At 'Slave Play' in London, a 'Black Out' night emerges from controversy
The First Art Newspaper on the Net    Established in 1996 Friday, September 6, 2024


At 'Slave Play' in London, a 'Black Out' night emerges from controversy
Critics slammed the idea of “restricting audiences on the basis of race,” but at a recent performance, Black spectators praised producers for creating a safe space.

by Derrick Bryson Taylor



LONDON.- Elaine Grant was pleased with the scene unfolding outside the Noël Coward Theater in London on Wednesday night.

Unlike most nights at the theater in the West End, there was a sea of majority Black faces laughing and jovially chatting in a line that snaked around the block before a performance of Jeremy O. Harris’ “Slave Play.”

Grant, who works in the arts, had organized a group of more than 100 people, mostly Black women, to see the show. “A lot of the people that I work with don’t necessarily go to the theater a lot,” she said, and so it was important for them to be in a space where they could feel safe experiencing a range of emotion.

This was a “Black Out” performance, an idea Harris first announced for his play’s Broadway 2019 run, in which he invites Black audience members to attend a specific performance, to experience and discuss art away from the white gaze. Joaquina Kalukango, an actress in the show’s New York run, told The New York Times in 2020 that she felt on those nights that she was performing to an audience “that fully understood the story and understood where these characters were coming from.”

In London, the mood on the theater steps was upbeat and there seemed little concern that when this “Slave Play” transfer — including two Black Out performances — was announced in February, it drew the wrath of some British commentators, and got caught up in ongoing debates over race in British cultural institutions. Even the office of the prime minister at the time, Rishi Sunak, chimed in, saying, “restricting audiences on the basis of race would be wrong and divisive.”

Harris responded to the widespread criticism on social media, addressing what he called a “moral panic” among parts of the British public.

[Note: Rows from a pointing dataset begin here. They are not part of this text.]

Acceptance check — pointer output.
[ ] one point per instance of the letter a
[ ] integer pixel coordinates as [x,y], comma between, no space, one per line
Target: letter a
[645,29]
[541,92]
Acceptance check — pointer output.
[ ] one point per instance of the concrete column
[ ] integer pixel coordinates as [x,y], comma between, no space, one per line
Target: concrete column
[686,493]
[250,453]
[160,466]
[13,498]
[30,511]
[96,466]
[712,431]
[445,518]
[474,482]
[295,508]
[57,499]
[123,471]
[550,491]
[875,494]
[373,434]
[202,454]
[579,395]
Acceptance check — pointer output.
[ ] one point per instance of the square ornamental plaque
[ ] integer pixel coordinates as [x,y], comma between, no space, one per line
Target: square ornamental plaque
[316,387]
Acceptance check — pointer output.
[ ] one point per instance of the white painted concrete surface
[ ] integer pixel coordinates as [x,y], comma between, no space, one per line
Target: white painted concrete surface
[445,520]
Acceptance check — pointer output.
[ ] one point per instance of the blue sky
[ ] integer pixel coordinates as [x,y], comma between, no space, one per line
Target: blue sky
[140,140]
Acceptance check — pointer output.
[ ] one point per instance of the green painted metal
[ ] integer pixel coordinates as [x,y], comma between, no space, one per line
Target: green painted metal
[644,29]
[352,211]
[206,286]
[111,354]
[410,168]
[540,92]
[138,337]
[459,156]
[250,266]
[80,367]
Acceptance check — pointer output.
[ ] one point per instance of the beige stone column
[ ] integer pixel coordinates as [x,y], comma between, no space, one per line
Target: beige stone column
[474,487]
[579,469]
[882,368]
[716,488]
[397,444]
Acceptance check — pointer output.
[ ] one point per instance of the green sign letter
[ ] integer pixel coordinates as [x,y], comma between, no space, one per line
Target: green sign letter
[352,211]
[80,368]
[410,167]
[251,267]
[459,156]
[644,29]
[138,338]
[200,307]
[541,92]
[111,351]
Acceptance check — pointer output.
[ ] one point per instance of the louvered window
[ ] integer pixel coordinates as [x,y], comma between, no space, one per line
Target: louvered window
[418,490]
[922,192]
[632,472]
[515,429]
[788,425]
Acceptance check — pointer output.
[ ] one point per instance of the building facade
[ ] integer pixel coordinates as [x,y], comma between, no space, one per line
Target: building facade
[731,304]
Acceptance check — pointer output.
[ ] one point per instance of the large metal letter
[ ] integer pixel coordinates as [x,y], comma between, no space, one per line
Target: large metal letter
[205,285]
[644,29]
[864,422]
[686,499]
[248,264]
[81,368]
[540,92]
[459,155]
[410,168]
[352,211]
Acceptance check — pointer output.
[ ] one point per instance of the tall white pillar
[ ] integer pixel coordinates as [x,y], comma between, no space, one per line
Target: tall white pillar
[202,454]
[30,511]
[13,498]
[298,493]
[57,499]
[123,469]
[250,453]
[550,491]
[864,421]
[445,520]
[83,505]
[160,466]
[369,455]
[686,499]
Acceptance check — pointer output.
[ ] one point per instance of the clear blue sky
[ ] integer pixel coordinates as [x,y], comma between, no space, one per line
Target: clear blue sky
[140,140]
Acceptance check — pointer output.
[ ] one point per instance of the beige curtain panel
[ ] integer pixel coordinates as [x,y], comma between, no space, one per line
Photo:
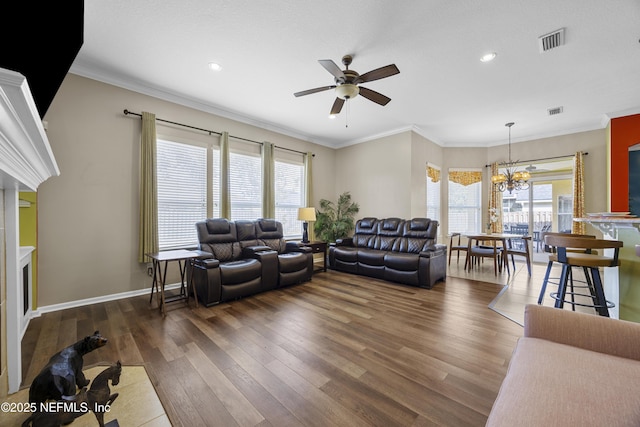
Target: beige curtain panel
[308,190]
[268,184]
[148,222]
[578,194]
[465,177]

“The portion of the population making this a moment of some sort of moral outrage are the same portion who barely engage with culture,” he said on the social platform X, “because to engage in it would challenge your anxious attachment to a past you never experienced but idealize.”

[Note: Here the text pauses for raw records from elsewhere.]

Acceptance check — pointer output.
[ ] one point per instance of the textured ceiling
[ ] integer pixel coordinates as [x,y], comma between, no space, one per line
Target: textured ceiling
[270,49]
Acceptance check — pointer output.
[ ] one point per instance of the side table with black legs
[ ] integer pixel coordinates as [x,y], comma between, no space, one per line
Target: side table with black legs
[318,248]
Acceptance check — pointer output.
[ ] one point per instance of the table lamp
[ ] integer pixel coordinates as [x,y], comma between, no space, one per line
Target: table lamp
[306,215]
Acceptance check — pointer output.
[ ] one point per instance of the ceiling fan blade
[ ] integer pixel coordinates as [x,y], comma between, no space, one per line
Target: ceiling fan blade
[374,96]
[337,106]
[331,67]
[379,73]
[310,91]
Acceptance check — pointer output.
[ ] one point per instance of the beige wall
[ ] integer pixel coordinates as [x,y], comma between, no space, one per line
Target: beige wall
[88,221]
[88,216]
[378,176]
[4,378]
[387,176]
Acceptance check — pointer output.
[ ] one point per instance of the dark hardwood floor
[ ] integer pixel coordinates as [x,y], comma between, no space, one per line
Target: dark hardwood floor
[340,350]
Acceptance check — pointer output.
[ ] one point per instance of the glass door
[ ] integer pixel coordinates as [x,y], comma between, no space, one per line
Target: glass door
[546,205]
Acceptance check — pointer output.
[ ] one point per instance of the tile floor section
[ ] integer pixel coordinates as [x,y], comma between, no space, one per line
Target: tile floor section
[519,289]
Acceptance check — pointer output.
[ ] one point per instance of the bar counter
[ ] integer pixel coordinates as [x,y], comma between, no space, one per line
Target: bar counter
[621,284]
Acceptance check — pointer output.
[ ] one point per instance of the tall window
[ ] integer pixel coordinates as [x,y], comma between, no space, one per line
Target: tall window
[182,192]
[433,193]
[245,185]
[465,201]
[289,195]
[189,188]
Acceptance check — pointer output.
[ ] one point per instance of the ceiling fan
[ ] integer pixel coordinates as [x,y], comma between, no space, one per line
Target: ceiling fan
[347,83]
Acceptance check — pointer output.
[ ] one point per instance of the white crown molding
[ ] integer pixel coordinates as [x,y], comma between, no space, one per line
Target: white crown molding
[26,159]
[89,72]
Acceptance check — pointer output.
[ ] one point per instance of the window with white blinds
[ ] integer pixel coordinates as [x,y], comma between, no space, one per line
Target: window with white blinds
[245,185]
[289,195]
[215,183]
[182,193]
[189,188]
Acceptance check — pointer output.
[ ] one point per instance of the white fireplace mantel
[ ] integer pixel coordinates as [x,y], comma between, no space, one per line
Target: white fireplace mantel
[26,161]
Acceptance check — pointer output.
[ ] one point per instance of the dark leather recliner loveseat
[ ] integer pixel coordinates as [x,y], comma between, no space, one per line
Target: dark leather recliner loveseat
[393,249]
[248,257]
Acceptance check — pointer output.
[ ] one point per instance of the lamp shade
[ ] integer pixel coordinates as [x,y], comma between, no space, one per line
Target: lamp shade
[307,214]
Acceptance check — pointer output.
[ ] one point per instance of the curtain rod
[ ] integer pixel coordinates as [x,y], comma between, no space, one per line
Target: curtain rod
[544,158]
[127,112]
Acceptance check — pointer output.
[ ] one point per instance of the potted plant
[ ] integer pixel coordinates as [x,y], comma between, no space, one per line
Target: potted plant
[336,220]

His play was for “people who want to see the audience around them look like the people in their neighborhood or from their tube ride.” (Harris did not reply to interview requests.)

“Slave Play,” which in 2020 earned a record-breaking 12 Tony nominations, examines the sex lives and taboo sexual fantasies of three interracial couples undergoing sex therapy while also exploring the lingering effects of slavery in America.

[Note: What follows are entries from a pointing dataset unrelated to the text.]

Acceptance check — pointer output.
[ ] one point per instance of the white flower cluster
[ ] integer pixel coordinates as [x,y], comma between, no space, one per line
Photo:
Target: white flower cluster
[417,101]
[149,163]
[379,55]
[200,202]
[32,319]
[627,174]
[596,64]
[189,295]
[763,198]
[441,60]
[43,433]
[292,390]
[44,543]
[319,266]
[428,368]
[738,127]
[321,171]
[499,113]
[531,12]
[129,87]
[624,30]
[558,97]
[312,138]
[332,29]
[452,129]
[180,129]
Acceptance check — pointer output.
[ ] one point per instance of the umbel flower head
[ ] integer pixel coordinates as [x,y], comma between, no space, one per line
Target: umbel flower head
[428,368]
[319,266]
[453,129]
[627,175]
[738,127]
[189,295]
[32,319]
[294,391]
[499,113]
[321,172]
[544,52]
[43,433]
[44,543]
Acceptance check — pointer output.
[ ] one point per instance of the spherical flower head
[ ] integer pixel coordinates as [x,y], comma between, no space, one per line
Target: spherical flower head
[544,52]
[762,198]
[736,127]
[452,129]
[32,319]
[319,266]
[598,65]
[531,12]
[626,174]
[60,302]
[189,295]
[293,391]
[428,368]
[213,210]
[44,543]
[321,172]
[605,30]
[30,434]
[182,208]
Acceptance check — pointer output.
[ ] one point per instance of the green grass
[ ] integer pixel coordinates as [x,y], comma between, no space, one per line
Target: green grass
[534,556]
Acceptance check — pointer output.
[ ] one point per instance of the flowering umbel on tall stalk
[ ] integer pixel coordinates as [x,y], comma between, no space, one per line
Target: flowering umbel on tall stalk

In Britain, debates over racism have consistently bubbled up since the death of George Floyd in May 2020. Both the Conservative government — which left office earlier this month — and right-wing commentators voiced opposition to cultural institutions reassessing how racism shaped Britain’s history, suggesting they were attacking the country’s national identity and becoming too “woke.”

In April, those same sentiments spurred a deluge of racist complaints about Francesca Amewudah-Rivers, a Black British actress, who was cast as Juliet opposite Tom Holland in Jamie Lloyd’s production of “Romeo and Juliet.”

Although critics pounced on “Slave Play’s” Black Out nights, such performances are not new to London: In 2022 Harris staged a similar night for his play “Daddy,” and other productions have followed in his footsteps, including Dave Harris’ “Tambo and Bones” in 2023, and the opera “Blue,” earlier this year.

Samia La Virgne, a drama lecturer at Royal Holloway, University of London, said there had been concerted, but flawed, recent efforts to make Britain’s theaters more inclusive. A recent report from Arts Council England found that just 9% of British theater audience members described their ethnicity as mixed, Asian, Black or other.

The backlash earlier this year over the “Slave Play” Black Out performances signaled an “irrational fear,” La Virgne said, that more Black people in what have traditionally been predominantly white spaces may shift power away from white and upper-class audiences.

La Virgne added that it was a business “no brainer” to extend invitations to demographics that do not usually come to the theater. “Your old white patrons, they will die soon,” she said. “There are more and more people of color and less and less white people.”

After the performance Wednesday night, Harris and several cast members held a talkback, discussing the thinking behind the evening and taking some questions from the audience.

Outside the theater, Judith Amondi, who works in finance, was beaming with excitement over the play and her first Black Out experience. She said that because of the show’s sensitive topics, she only felt comfortable seeing “Slave Play” on a Black Out night: It was “a place where you felt you could be safe,” she said.

Ubah Egal, an actress who was in the audience, said that the Black Out night had different people to the theater, including a young Black man who told the audience during the talkback that this was the first time he’d seen a play.

“That boy was into it,” she said of his reactions throughout the show. “That boy is coming back to the theater because of this night.”